Perform a search of invariant bits across multiple onnx nn models with a Python script: studyBits.py

------MAIN PROGRAM------

Arguments usage:

argv 1 -> onnx file -> model to be analysed

argv 2 -> string -> protection -> "fixed" for fixed protection, any other string will result in the application of variable protection

argv 3 -> string -> "normal" for FP32 data, "quant" for quantised models in INT8 data

argv 4 -> string -> grouping strategy -> "filter" to perform a groping strategy across 2d convolutional filter, "id" groups across I dimension and "od" groups across O dimension

argv 5 -> string -> "transformer" for transformer models, "cnn" for convolutional neural network models -> In this last case, we only compute convolutional weights and convolutional

argv 6 -> number -> bit positions to be analysed -> typically for INT8 would be 8 bits and for FP32, 32 bits.

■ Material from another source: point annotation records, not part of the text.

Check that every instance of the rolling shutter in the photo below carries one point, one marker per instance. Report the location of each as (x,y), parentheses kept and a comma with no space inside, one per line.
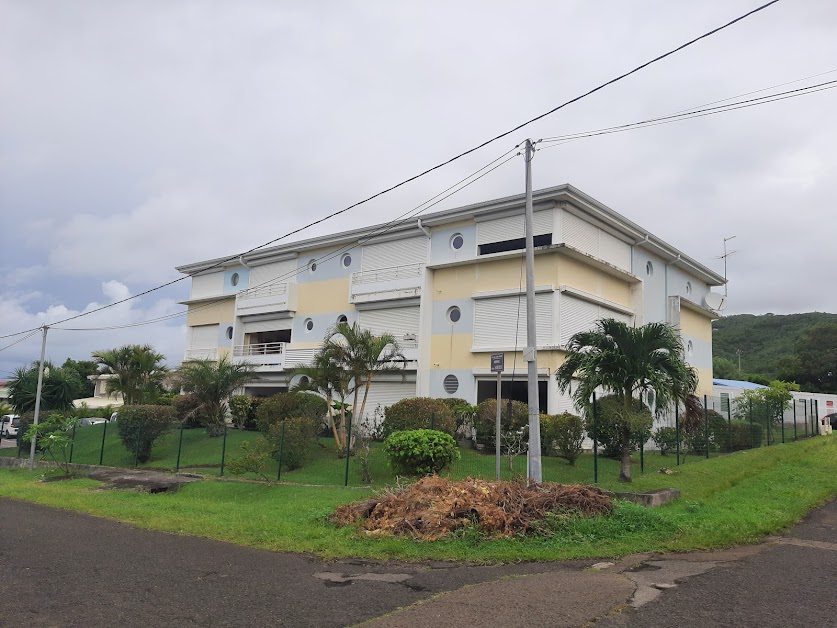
(512,227)
(395,253)
(204,336)
(577,315)
(281,272)
(494,321)
(396,320)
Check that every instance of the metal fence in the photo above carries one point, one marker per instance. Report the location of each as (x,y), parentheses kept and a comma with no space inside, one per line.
(720,427)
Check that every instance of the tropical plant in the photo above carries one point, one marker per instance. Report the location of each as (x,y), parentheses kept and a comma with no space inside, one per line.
(363,355)
(58,390)
(628,362)
(212,383)
(420,452)
(416,413)
(139,372)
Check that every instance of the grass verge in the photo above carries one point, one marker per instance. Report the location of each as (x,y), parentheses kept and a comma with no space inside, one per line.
(725,501)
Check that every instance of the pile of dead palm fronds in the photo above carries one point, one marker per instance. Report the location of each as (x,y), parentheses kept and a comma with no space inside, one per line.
(435,507)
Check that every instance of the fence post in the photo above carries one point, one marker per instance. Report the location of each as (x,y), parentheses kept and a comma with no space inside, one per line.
(179,447)
(102,450)
(224,450)
(729,425)
(72,443)
(677,428)
(139,442)
(595,445)
(281,452)
(348,448)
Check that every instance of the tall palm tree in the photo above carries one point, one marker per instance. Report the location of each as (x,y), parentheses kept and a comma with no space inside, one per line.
(212,383)
(327,376)
(628,362)
(363,355)
(139,371)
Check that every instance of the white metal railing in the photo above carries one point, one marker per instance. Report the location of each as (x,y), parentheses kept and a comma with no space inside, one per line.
(201,354)
(387,274)
(268,290)
(262,348)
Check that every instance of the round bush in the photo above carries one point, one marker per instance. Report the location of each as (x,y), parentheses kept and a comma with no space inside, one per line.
(420,452)
(418,413)
(486,420)
(289,405)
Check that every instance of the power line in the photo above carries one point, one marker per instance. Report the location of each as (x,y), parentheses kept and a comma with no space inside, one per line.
(409,215)
(441,164)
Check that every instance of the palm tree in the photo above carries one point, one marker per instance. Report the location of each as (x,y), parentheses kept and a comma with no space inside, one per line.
(628,362)
(363,355)
(327,376)
(138,368)
(212,383)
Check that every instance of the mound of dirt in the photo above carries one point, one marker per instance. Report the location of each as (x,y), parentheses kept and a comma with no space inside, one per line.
(434,507)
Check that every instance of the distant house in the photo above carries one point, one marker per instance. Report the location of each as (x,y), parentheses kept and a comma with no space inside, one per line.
(101,397)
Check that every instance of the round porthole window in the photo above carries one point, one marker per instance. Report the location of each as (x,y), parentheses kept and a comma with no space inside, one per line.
(451,384)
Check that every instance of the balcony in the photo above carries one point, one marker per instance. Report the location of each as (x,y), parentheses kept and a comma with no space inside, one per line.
(384,284)
(275,297)
(200,354)
(269,356)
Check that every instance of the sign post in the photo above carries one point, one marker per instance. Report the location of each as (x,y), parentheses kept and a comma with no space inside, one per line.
(497,366)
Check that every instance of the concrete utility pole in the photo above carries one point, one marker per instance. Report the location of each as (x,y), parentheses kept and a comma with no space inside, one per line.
(38,397)
(531,354)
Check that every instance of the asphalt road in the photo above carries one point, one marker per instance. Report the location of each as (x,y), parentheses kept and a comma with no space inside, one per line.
(62,569)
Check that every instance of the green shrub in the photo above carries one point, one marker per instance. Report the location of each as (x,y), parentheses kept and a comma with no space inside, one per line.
(562,435)
(296,441)
(420,452)
(609,416)
(140,426)
(486,419)
(188,411)
(665,438)
(418,413)
(287,405)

However, if the analysis is for the critical bits, INT8 would be 4 (bit positions 6-4). For FP32, 9, the exponent (positions 30-23).

The sign bit is added later. Bits start counting from the most significant bit (sign bit) -> bit number 0.

Example of usage for a resnet model in fp32, with variable protection (VP) and a convolutional filter grouping strategy and the exponent bits to be analysed: "python3 studyBits.py resnet50.onnx var normal filter cnn 9"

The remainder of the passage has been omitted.